Although I’m suspicious of books about books, especially those that seem just to be a glorified form of list, I do recommend Anne Fadiman’s collection of essays, Ex Libris, which came out in 1998. It would, I think, be worth tracking down for one essay alone: Marrying Libraries, in which Fadiman describes, five years after getting hitched, her efforts to merge her books with those of her husband, George. Not only was there the problem of duplicates, the vexed question of whose copy of Middlemarch or Catcher in the Rye deserved to stay, and whose to go; organisation was an issue, too. For while Fadiman liked to Balkanise by nationality and subject matter, favouring a chronological arrangement within each category, George was more laissez-faire. Across the Mason-Dixon Line that separated the two collections in their loft, his books were to be found in a state of near chaos.
Years ago, I asked Fadiman to write an essay about holiday reading, the planning of, for the magazine at which I was then an editor. “I’m too busy,” she said, down the line from New York. “But, oh… I want to write it so much!” Her voice sounded trembly, uncertain. It was clear that she had a lot on her plate. But it was also obvious how tempting she found the idea. This was, you understand, long before the arrival of the Kindle. In the silence that followed, I could almost hear her brain working, the slight panic as she pictured a pile of paperbacks in her mind’s eye.

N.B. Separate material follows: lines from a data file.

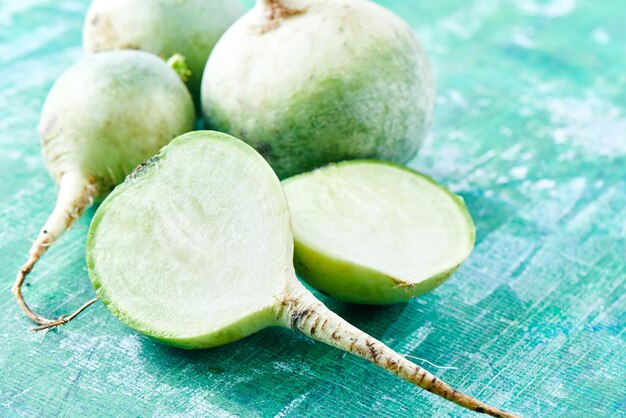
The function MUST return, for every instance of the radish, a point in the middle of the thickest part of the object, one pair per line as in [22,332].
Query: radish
[211,262]
[164,27]
[308,82]
[376,233]
[103,117]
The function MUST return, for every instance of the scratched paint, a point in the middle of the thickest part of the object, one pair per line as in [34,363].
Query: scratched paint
[530,130]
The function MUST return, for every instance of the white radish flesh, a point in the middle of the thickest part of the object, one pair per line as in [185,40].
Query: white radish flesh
[211,262]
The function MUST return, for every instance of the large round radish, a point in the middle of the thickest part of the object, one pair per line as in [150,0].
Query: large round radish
[211,262]
[104,116]
[377,233]
[164,27]
[308,82]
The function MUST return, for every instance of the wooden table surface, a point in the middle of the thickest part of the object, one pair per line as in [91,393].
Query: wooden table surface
[530,129]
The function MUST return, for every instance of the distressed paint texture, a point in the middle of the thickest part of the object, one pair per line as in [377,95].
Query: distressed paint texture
[530,128]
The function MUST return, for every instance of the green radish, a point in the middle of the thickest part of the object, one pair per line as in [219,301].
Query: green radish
[104,116]
[376,233]
[211,262]
[308,82]
[164,27]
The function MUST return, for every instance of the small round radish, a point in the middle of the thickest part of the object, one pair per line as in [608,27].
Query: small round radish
[308,82]
[104,116]
[376,233]
[164,27]
[211,262]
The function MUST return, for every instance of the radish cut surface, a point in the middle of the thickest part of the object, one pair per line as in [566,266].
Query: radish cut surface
[195,250]
[189,256]
[374,232]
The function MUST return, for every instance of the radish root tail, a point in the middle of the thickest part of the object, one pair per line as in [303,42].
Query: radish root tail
[75,195]
[302,312]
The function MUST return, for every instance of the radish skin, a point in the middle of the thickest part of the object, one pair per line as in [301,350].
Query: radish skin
[104,116]
[310,82]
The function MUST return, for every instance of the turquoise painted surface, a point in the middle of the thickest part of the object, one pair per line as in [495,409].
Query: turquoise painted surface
[530,128]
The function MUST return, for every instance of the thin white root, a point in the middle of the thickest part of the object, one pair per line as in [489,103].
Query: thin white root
[429,362]
[301,311]
[75,195]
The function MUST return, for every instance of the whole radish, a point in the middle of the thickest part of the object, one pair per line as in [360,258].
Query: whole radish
[308,82]
[104,116]
[164,27]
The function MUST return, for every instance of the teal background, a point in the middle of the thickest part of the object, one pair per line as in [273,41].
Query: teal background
[530,129]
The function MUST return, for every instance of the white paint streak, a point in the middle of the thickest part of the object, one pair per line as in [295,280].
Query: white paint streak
[551,9]
[291,406]
[597,126]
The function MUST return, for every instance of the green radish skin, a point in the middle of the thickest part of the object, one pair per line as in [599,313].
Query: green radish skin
[105,115]
[377,233]
[209,263]
[309,82]
[164,27]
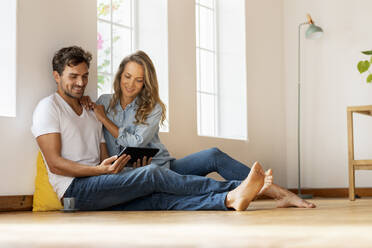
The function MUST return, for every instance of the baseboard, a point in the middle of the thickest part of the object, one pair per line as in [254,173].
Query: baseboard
[24,202]
[335,192]
[16,203]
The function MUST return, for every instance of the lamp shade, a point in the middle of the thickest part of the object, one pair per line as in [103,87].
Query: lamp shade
[313,32]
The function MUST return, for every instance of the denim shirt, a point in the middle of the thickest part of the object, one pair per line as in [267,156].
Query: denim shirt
[130,134]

I understood it perfectly. I do own a Kindle, but I’ve never taken to it, for which reason the planning of my holiday reading remains a protracted, agonising business. With a week to go, I’m not there yet; two near certs were summarily dismissed only last week, when a publisher sent me both the new Jay McInerney, Bright, Precious Days, and the new Ann Patchett, Commonwealth (hardbacks, alas, but what can you do?). They join Anthony Trollope’s The Warden (I’m a Trollope virgin), Sarah Perry’s historical novel, The Essex Serpent, Margo Jefferson’s memoir of elite black America, Negroland, and Peter Parker’s hefty study of an English poet, Housman Country. What? Honestly, don’t worry. I’ll lift that bag if it kills me.